Deep learning is a recent new class of machine learning algorithms that encompasses models called neural networks. These networks are optimized using training data; images with labels, such as recurrence information. From the training data, relevant features to predict the labels are automatically inferred. During development, the generalization of these features is tested on separated training data, which is not used for learning. Afterwards, a third independent set of data, the test set, is used to ensure generalization. Since features are inferred, handcrafted feature engineering is not needed anymore to develop machine learning models. Neural networks are the current state-of-the-art in image classification16.

Deep learning has previously been shown to find visual patterns to predict genetic mutations from morphology, for example, in lymphoma17 and lung cancer18. Additionally, deep learning has been used for feature discovery in colorectal cancer19 and intrahepatic cholangiocarcinoma20 using survival data. Although deep learning has been used with biochemical recurrence data on prostate cancer, Leo et al.21. assumed manual feature selection beforehand, strongly limiting the extent of new features to be discovered. Yamamoto et al.22. used whole slide images and a deep-learning-based encoding of the slides to tackle the slides’ high resolution. They leverage classical regression techniques and support-vector machine models on these encodings. The deep learning model was not directly trained on the outcome, limiting the feature discovery in this work as well.

A common critique of deep learning is its black-box nature of the inferred features23. Especially in the medical field, decisions based on these algorithms should be extensively validated and be explainable. Besides making the algorithms’ prediction trustworthy and transparent, from a research perspective, it would be beneficial to visualize the data patterns which the model learned, allowing insight into the inferred features. We can visualize the patterns learned by the network leveraging a new technique called Automatic Concept Explanations (ACE)24. ACE clusters patches of the input image using their intermediate inferred features showing common patterns inferred by the network. We were interested in finding these common concepts over a range of images to unravel patterns that the model has identified.
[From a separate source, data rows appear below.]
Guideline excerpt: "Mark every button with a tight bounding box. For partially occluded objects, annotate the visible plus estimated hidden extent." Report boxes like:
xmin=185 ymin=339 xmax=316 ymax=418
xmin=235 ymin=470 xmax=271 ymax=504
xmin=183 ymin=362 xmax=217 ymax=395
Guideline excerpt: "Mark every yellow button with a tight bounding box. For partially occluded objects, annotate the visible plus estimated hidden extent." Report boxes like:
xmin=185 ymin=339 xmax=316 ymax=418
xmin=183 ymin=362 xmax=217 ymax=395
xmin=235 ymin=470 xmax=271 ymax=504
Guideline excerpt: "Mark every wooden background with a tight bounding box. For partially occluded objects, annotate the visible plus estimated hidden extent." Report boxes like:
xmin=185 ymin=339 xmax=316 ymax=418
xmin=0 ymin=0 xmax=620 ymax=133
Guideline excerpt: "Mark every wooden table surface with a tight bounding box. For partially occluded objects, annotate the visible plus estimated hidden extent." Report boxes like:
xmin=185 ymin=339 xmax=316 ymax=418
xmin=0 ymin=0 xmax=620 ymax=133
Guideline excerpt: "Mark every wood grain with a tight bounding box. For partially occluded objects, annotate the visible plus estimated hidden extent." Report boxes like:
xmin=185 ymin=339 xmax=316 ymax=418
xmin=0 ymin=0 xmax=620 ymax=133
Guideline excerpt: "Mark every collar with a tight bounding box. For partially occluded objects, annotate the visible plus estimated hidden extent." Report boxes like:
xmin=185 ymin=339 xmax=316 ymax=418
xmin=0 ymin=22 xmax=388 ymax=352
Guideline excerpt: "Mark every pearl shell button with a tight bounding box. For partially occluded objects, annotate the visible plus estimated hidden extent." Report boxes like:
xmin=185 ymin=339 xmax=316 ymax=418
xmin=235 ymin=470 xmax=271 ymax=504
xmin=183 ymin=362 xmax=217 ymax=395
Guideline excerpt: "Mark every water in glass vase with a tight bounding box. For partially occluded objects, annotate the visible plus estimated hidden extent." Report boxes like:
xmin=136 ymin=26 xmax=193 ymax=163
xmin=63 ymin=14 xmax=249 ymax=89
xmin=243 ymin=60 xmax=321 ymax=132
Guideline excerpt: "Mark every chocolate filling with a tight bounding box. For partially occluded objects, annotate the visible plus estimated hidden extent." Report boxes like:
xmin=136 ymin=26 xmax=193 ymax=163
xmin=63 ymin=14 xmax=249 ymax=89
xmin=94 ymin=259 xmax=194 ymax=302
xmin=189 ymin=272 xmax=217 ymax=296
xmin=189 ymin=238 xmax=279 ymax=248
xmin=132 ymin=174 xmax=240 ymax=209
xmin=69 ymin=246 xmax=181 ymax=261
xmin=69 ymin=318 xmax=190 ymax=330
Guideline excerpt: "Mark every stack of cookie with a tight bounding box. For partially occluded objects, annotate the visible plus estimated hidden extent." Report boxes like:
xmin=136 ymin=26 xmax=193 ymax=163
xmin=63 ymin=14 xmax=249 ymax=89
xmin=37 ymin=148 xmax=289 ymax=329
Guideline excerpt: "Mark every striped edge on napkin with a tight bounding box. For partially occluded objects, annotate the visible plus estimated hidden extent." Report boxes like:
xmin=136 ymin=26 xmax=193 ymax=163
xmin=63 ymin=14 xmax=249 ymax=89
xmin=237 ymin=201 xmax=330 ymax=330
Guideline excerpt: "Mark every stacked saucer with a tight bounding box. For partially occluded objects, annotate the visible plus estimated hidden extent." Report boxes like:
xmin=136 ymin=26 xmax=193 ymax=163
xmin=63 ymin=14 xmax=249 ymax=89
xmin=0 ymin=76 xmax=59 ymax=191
This study aimed to use deep learning to develop a new prognostic biomarker based on tissue morphology for recurrence in patients with prostate cancer treated by radical prostatectomy. As training data, we used a nested case-control study25. This study design ensured we could evaluate whether the network learned differentiating patterns independent of Gleason patterns. The prognostic biomarker provides a strong correlation with biochemical recurrence in two sets (n = 182 and n = 204) from separate institutions. Furthermore, the Automatic Concept-based Explanations provided tissue patterns interpretable by our pathologist.

Methods

Cohorts

Two independent cohorts of patients who underwent prostatectomy for clinically localized prostate cancer were used in this study. Patients were treated at either the Johns Hopkins Hospital in Baltimore or New York Langone Medical Centre. Both cohorts were accessed via the Prostate Cancer Biorepository Network26. The Johns Hopkins University School of Medicine Institutional Review Board and The New York University School of Medicine Institutional Review Board provided ethical regulatory approval for collection and disbursement of data and materials from the respective institutions. The need for acquiring informed consent was waived by the institutional ethical review boards.
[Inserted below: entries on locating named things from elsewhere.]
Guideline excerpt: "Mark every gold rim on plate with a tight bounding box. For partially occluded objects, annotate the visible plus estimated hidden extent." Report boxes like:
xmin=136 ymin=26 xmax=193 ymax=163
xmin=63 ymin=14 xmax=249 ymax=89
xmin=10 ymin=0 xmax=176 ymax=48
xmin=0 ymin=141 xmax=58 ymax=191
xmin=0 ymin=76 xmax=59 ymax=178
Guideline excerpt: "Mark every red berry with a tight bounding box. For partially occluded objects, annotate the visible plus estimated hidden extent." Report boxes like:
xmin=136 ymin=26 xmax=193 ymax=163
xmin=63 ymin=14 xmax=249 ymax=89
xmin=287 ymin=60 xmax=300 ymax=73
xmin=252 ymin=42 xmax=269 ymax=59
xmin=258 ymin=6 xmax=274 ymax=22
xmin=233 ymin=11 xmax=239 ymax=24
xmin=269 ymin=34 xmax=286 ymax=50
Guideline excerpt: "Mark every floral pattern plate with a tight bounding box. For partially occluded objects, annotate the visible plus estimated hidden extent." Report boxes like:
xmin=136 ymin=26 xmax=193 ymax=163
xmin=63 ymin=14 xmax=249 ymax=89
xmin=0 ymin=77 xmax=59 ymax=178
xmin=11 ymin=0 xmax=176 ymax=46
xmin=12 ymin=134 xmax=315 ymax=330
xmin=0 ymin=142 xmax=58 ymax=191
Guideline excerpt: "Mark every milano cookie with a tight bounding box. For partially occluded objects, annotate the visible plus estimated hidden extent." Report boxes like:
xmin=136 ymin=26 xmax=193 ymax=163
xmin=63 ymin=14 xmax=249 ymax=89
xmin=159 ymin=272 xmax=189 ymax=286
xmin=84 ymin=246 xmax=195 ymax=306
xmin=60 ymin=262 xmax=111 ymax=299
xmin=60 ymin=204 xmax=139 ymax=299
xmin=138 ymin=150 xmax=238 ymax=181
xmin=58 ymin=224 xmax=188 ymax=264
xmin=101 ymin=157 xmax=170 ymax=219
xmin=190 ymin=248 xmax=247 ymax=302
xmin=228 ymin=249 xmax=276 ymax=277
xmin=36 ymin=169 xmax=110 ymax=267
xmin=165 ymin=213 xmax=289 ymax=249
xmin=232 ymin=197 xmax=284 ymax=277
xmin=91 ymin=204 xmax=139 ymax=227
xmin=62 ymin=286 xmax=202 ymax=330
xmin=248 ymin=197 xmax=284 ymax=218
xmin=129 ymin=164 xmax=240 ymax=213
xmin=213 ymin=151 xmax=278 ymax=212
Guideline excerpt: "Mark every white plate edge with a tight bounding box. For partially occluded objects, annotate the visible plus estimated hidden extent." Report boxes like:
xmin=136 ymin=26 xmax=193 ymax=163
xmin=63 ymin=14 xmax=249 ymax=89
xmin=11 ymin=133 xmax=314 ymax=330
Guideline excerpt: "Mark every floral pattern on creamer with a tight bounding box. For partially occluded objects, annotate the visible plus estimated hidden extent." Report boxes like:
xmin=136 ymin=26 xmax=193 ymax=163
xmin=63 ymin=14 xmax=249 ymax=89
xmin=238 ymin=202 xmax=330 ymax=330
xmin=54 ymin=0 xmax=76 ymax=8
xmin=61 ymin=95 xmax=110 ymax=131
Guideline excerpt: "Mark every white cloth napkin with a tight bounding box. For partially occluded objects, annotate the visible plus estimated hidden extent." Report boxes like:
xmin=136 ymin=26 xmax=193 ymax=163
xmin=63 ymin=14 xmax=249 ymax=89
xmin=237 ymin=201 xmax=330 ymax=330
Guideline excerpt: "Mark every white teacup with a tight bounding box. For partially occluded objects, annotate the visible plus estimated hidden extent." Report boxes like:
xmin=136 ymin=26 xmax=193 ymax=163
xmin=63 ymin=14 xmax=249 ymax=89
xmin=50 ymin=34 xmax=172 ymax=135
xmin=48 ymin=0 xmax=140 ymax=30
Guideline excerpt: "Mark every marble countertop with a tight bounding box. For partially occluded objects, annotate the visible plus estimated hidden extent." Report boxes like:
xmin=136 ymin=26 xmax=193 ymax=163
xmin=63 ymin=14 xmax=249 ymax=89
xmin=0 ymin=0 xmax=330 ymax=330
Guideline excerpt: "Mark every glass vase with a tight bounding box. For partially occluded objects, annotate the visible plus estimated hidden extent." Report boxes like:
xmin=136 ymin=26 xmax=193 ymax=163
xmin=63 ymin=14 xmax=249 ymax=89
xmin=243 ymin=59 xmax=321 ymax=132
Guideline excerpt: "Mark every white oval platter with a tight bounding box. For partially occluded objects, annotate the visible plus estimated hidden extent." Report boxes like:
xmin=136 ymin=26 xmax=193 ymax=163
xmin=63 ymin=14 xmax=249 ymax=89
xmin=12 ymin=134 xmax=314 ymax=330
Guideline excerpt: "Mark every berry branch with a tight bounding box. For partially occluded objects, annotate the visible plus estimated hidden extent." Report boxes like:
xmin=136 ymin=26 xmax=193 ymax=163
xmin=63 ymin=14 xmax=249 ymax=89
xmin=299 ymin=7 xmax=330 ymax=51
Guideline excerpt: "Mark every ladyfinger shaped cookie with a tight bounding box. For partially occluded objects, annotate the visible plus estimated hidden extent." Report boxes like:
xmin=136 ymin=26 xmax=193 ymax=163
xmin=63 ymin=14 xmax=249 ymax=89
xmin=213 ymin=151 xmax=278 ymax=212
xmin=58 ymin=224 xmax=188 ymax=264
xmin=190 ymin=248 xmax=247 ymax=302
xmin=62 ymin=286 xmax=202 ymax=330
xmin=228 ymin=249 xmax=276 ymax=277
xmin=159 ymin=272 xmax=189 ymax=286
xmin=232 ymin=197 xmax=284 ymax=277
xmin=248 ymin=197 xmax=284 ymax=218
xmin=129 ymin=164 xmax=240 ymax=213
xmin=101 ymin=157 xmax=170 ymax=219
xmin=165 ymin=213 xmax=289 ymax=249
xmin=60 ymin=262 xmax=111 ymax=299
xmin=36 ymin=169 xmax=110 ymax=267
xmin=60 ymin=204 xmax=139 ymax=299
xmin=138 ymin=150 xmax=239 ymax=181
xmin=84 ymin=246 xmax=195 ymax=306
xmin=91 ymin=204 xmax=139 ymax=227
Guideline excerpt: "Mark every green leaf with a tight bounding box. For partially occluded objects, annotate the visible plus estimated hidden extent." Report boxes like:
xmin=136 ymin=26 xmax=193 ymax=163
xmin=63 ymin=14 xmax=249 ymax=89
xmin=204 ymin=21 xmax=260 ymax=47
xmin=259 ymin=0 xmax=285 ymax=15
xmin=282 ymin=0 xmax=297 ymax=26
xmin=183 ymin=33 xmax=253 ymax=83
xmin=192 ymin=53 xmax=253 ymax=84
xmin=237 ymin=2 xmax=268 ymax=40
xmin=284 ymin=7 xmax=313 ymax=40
For the development of the novel deep-learning-based biomarker (further referred to as DLS biomarker), we used a nested case-control study of patients from Johns Hopkins. This study consists of 524 matched pairs (724 unique patients) containing four tissue spots per patient. They were sampled from 4860 prostate cancer patients with clinically localized prostate cancer who received radical retropubic prostatectomy between 1993 and 2001. Men were routinely checked after prostatectomy at 3 months and at least yearly thereafter. Surveillance for recurrence was conducted using digital rectal examination and measurement of serum PSA concentration. Patients were followed for outcome until 2005, with a median follow-up of 4.0 years. The outcome was defined as recurrence, based on biochemical recurrence (serum PSA > 0.2 ng/mL on 2 or more occasions after a previously undetectable level after prostatectomy), or events indicating biochemical recurrence before this was measured; local recurrence, systemic metastases, or death from prostate cancer. Controls were paired to cases with recurrence using incidence density sampling27. For each case, a control was selected who had not experienced recurrence by the date of the case’s recurrence and was additionally matched based on age at surgery, race, pathologic stage, and Gleason sum in the prostatectomy specimen based on the pathology reports. Given the incidence density sampling of controls, some men were used as controls for multiple cases, and some controls developed recurrence later and became cases for that time period.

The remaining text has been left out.